I sometimes feel like I need to just spill whatever is on my mind. I am not sure you want to hear about it, but since my blog is titled “Another Day in My Life” I’m just going to put out there. I guess this is kind of like a dear diary (now don’t you feel privileged you get to read my diary or does it creep you out? heh heh). Maybe the only person who reads this is my mom and in that case I doubt you are finding out anything new about me (or maybe you are). It has been kind of nice when friends have called to tell me they have read this and they think I am funny, or they say things like, “I never knew that about you before”. Dude wants me to start video blogging (vlogging) so you can actually hear and see me tell my stories. I am still trying to learn how to work my camcorder (I want to inspire you, not make you sick) but as soon as I do, I will be sure to make an awesome video for you. Until then here is what happened last night.

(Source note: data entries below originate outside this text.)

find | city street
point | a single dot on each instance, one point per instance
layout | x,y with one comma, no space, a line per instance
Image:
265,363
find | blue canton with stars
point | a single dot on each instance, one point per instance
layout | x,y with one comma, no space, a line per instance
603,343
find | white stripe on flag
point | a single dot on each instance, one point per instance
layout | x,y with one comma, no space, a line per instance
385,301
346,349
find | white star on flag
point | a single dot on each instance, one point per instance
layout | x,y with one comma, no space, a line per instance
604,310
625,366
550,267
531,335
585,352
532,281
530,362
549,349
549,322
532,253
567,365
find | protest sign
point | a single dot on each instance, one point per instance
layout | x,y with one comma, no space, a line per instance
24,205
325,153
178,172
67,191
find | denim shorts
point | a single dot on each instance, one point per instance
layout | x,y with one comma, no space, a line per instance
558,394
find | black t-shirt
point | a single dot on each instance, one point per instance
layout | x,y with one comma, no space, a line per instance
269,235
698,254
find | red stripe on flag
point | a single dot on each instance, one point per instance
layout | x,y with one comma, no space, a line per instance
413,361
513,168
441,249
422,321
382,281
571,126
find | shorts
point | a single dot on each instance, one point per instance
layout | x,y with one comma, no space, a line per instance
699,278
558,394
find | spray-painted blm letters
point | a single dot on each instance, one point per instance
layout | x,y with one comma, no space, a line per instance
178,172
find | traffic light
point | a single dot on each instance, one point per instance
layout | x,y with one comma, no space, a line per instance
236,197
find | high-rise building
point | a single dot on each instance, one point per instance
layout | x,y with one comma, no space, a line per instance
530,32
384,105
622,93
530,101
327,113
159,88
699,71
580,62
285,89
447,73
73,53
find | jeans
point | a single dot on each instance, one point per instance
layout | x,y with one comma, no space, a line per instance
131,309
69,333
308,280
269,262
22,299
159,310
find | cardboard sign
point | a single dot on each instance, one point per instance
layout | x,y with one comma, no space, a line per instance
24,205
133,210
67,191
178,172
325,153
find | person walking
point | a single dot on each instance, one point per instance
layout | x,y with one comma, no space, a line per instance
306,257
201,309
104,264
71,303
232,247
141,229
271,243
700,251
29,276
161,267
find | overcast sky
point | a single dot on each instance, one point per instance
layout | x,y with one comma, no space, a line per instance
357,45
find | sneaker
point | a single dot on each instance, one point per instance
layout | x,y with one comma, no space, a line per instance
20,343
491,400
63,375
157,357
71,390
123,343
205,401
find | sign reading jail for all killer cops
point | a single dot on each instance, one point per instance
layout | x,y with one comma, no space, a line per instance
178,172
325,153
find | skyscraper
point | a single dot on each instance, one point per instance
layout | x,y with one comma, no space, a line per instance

The National Multiple Sclerosis Society called me last night. They want me to send out some letters to some friends asking for support. I am the busiest person on the planet and I almost told them no but I changed my mind and told the guy to mail me the letters. I don’t know if I will hand them out, I probably will to a few close friends. The phone call made me think. It made me sad for all the people suffering with this disease that is yet to be cured. Then I remembered, Oh duh, I have it too (it is amazing how I forget sometimes).I really would love it if they could find a cure for MS, but is that really possible?
I am not shy about talking about having MS but I don’t talk about it for sympathy. It is a part of my life. It is always there even if I don’t want it to be. I try not to think about it (not always a good thing). If I tell myself I feel good, then I do. No one feels good all the time right (I am sure there are people out there who feel a lot worse than I do every day)? It is always at night when I have to give myself my daily medication that I remember how much having MS really sucks! I just hope that by me talking about it, people might understand it more.
Since I was diagnosed in 2007 I have given myself over 1900 injections. The meds for MS are only injectable and I really hate that part. I don’t mind the needles (they don’t faze me anymore), I can give myself my shot with my eyes closed. It is what happens after the injections. The medication breaks down my tissue and causes these lumps under my skin (big lumps and they are sore for a few days). After so many injections (I try to rotate the injections sites but there are only so many places I can shoot up) my body is turning into a lumpy mess and it has only been 6 years. I hate to think of how lumpy I am going to be in 6 more years (yuck). Most women my age are worrying about cellulite on their thighs and let me tell you honey, cellulite ain’t got nothing on these lumps on my thighs (in my head I keep hearing Fergie singing… my humps, my humps, my lovely lady lumps, check it out). I am a pretty strong, secure woman but I have to tell you I am starting to get a complex about this (it is a good thing my husband thinks I am hot).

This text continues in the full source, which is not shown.